| 09.21 Uhr

Brüssel
Tücken der Transparenz

Brüssel. Über strengere Regeln für den Umgang mit Lobbyisten ist ein heftiger Streit im EU-Parlament entbrannt. Von Markus Grabitz

Der Beschluss des Europa-Parlaments zu strengeren Regeln und für mehr Transparenz im Umgang mit Lobbyisten wird überschattet von einem heftigen Streit. Der Wirtschaftsexperte der CDU im Europaparlament, Markus Pieper, wirft dem Grünen-Abgeordneten und Initiator des Vorstoßes, Sven Giegold, "scheinheiliges Verhalten" vor. Giegold, so Piepers Vorhalt, fordere Transparenz nur einseitig ein, und zwar dann, wenn es um den Umgang mit Lobbyisten von Wirtschaftsunternehmen und Verbänden gehe. Giegold weigere sich aber, die gleichen Maßstäbe auf Nichtregierungsorganisationen (NGOs) wie etwa Attac oder die Deutsche Umwelthilfe anzuwenden. Pieper: "Alle entsprechenden Anträge, die ich in dieser Richtung gestellt habe, wurden abgelehnt."

Pieper forderte unter anderem, dass künftig bei Fördergeldern der EU-Kommission an europäische Dachverbände von NGOs auch transparent gemacht wird, welche nationalen Organisationen in den Genuss des Geldes kommen. Pieper schimpft: "Immer von anderen fordern, sich selbst aber der Transparenz verweigern."
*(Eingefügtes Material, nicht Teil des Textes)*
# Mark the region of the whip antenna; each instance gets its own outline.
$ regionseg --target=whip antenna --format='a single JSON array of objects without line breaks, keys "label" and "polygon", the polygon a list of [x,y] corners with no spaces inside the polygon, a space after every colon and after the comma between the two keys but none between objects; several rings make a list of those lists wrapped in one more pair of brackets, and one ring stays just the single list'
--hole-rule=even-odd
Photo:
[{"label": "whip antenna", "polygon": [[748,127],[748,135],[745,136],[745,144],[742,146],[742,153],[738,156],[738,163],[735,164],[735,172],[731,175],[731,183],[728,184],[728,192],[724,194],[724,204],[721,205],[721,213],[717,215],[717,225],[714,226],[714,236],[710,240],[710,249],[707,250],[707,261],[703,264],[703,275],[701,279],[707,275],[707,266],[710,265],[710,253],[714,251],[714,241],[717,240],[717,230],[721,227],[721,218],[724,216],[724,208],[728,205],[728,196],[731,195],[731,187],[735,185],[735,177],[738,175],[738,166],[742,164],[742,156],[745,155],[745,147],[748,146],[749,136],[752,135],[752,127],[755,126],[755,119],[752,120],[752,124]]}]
Der Streit entzündet sich vor allem an der Forderung Piepers, dass die EU künftig nur noch den Organisationen Fördergelder zukommen lassen solle, die "keine Unwahrheiten verbreiten" oder "sich gegen die europäischen Werte wenden". Giegold: "Wir wollen keine Gesinnungspolizei für NGOs." Er sei einverstanden, dass NGOs nur dann Geld bekommen, wenn sie auf der Basis demokratischer Grundwerte stehen. "Es ist aber nicht die Aufgabe des Staates oder der EU-Kommission, eine Wahrheitsprüfung vorzunehmen."
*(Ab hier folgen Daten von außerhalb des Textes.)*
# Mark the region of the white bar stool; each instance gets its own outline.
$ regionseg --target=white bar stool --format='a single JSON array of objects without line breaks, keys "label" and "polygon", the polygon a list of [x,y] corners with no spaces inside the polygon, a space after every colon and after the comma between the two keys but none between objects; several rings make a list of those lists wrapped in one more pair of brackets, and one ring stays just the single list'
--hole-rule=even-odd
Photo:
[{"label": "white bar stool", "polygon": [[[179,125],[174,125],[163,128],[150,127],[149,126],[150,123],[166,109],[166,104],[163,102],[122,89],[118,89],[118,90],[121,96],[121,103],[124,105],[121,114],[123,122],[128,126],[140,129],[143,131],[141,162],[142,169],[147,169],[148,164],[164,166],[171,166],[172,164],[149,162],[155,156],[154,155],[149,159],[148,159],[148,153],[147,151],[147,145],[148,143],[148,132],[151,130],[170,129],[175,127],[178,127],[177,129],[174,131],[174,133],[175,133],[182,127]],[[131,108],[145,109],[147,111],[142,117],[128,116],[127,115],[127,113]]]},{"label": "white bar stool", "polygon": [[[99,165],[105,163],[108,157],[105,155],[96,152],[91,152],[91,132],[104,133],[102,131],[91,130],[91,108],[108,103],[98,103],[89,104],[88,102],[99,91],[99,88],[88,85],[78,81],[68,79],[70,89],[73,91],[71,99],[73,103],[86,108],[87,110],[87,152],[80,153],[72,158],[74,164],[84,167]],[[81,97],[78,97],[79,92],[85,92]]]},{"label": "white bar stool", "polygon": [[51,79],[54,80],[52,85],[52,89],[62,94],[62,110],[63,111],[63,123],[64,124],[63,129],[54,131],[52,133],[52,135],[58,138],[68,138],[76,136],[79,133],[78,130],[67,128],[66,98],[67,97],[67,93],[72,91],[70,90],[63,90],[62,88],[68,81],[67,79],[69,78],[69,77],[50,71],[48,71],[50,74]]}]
Pieper hatte vor Kurzem die mangelnde Transparenz bei der finanziellen Förderung von NGOs durch die EU-Kommission kritisiert. Er hat auf Beispiele hingewiesen, bei denen NGOs mit finanzieller Unterstützung der Kommission im Internet Kampagnen gegen das geplante Freihandelsabkommen zwischen den USA und der EU gemacht haben. Der Europäische Rechnungshof soll nun nach Aufforderung des Parlaments die Finanzierung von NGOs durch die EU-Kommission durchleuchten und dazu einen Bericht vorlegen.
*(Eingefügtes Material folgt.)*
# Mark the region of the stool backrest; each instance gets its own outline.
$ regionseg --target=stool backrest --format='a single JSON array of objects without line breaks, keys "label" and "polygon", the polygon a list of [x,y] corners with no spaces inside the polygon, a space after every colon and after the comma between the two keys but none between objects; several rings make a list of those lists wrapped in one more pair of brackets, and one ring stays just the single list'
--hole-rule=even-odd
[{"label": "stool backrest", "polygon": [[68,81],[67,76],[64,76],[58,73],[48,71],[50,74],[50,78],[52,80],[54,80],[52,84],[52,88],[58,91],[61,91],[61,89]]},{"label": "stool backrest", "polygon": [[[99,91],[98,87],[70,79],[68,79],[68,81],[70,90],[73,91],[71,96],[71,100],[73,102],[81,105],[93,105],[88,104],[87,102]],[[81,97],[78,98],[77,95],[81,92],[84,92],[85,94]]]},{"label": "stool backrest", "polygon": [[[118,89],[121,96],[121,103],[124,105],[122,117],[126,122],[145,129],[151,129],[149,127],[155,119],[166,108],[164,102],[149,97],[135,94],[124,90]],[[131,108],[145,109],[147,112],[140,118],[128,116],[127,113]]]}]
Gegen die Stimmen der meisten Abgeordneten der EVP-Fraktion, zu der auch die deutschen CDU/CSU-Abgeordneten gehören, wurde dann in einer Abstimmung mit deutlicher Mehrheit beschlossen, dass in Brüssel tätige Lobbyorganisationen oder Anwaltsfirmen genau Auskunft darüber geben müssen, woher das Geld für eine Kampagne kommt und wer genau die Auftraggeber sind. Der Rat, also das Gremium der Mitgliedstaaten, wird zudem aufgefordert, ebenfalls ein Transparenzregister anzulegen und alle Lobbykontakte offenzulegen.